Asian stocks up ahead of inflation tests

Asian stocks up ahead of inflation tests
Asian stocks up ahead of inflation tests

Asian stocks edged higher on Monday as investors braced for a data-heavy week that culminates with a key U.S. inflation report that could pave the way for a cut in interest rates there, even if not for several months.

Public holidays in the United States and the United Kingdom made trading difficult ahead of Friday’s figures on core personal consumption expenditures (PCE), the Federal Reserve’s preferred measure of inflation. Median forecasts call for an increase of 0.3% in April, which would keep the annual pace at 2.8%, with downside risks.

“Consumer and producer price data suggest that core PCE inflation lost momentum in April, after a strong start to the year. Indeed, we expect the core index to rise by 0.22% m/m versus 0.32% in March and an initial estimate of 0.25%,” TD Securities analysts said in a note.

“We also expect the main index to increase by 0.23% from March, while the benchmark index will likely shrink to 0.26%.

Euro zone inflation figures are also due on Friday and an expected rise to 2.5% should not prevent the European Central Bank from easing policy next week.

Policymakers Piero Cipollone and Fabio Panetta both indicated an upcoming cut over the weekend, while markets imply an 88% chance of an easing to 3.75% on June 6.

The Bank of Canada could also ease policy next week, while the Fed would wait until September to take its first steps.

At least eight Fed officials are scheduled to speak this week, including twice the influential New York Fed Director John Williams.

The head and deputy head of the Bank of Japan will speak later on Monday, along with the ECB’s chief economist. The BOJ will hold its policy meeting on June 14 and it is possible that it will deviate from the global trend and raise rates again, albeit at a modest level of 0.15%.

The prospect of lower borrowing costs across most of the world has been positive for stocks and commodities, although many markets suffered profit-taking last week.

MSCI’s broadest index of Asia-Pacific shares outside Japan firmed 0.1%, after sliding 1.5% last week and moving away from a two-year peak .

Japan’s Nikkei rose 0.3%, ahead of the release of consumer prices in Tokyo later in the week.

S&P 500 futures were flat, while Nasdaq futures fell 0.1% after hitting record highs last week following Nvidia’s earnings release that beat expectations.

Indeed, Nvidia alone has accounted for a quarter of the S&P 500’s gains since the start of the year, while the 7 technology darlings have increased by 24% over the year.

In the currency markets, attention was once again focused on the yen and the risk of Japanese intervention before the 160.00 level.
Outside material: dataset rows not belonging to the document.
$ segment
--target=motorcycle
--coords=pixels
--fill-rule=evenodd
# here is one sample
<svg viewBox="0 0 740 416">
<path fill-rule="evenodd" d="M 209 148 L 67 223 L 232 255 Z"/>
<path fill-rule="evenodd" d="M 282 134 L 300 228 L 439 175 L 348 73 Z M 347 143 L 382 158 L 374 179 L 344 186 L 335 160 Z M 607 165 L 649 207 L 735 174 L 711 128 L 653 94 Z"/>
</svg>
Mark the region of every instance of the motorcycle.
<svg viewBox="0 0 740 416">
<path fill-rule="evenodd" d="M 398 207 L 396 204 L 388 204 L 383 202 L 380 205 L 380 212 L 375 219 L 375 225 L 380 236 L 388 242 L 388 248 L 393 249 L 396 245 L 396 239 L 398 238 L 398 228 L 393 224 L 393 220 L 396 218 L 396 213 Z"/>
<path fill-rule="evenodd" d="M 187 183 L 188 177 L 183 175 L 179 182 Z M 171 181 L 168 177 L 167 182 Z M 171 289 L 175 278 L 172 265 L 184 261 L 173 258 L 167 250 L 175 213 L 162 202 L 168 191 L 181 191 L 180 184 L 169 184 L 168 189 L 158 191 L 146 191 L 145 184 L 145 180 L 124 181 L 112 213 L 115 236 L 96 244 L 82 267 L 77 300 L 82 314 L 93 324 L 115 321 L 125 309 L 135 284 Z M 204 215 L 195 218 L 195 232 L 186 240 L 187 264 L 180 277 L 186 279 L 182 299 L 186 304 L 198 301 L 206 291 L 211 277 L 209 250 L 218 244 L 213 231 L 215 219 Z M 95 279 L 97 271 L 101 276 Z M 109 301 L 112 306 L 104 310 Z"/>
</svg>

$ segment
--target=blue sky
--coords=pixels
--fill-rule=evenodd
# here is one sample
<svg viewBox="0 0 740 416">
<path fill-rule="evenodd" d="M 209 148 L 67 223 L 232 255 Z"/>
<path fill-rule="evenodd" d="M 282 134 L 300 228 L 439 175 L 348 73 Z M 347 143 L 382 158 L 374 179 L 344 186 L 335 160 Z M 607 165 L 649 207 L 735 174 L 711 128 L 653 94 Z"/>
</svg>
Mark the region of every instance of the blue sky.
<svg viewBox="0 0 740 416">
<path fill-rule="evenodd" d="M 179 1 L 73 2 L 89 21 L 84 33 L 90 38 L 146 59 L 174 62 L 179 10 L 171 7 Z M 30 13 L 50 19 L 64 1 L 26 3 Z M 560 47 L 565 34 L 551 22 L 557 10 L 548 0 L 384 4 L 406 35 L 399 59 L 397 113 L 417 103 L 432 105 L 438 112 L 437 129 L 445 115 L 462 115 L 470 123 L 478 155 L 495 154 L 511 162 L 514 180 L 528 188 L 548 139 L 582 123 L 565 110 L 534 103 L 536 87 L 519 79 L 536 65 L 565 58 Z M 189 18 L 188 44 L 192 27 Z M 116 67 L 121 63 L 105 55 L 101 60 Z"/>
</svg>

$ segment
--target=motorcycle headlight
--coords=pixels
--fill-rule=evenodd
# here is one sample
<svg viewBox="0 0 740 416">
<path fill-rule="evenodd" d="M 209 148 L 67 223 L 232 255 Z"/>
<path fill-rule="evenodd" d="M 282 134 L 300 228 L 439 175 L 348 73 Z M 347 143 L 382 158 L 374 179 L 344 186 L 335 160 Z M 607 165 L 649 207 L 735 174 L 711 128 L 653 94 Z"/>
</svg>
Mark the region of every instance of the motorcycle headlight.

The dollar settled at 156.89 yen, after gaining 0.9% last week and moving closer to its recent high of 160.245. Japan renewed efforts to counter excessive falls in the yen during a weekend meeting of Group of Seven (G7) financial leaders, after a recent rise in bond yields to a 12-year high failed to slow the decline of the currency.

The euro remained stable at $1.0845, far from its recent peak at $1.0895.

Gold held steady at $2,337 an ounce, after falling 3.4% last week and moving away from an all-time high of $2,449.89.

Oil prices remained near four-month lows on concerns about demand as the U.S. driving season begins this week. Investors are waiting to see whether OPEC+ will discuss further production cuts in an online meeting on June 2, although analysts doubt there will be consensus for such a move.

Brent was up 5 cents at $82.17 a barrel, while U.S. crude rose 9 cents to $77.81 a barrel.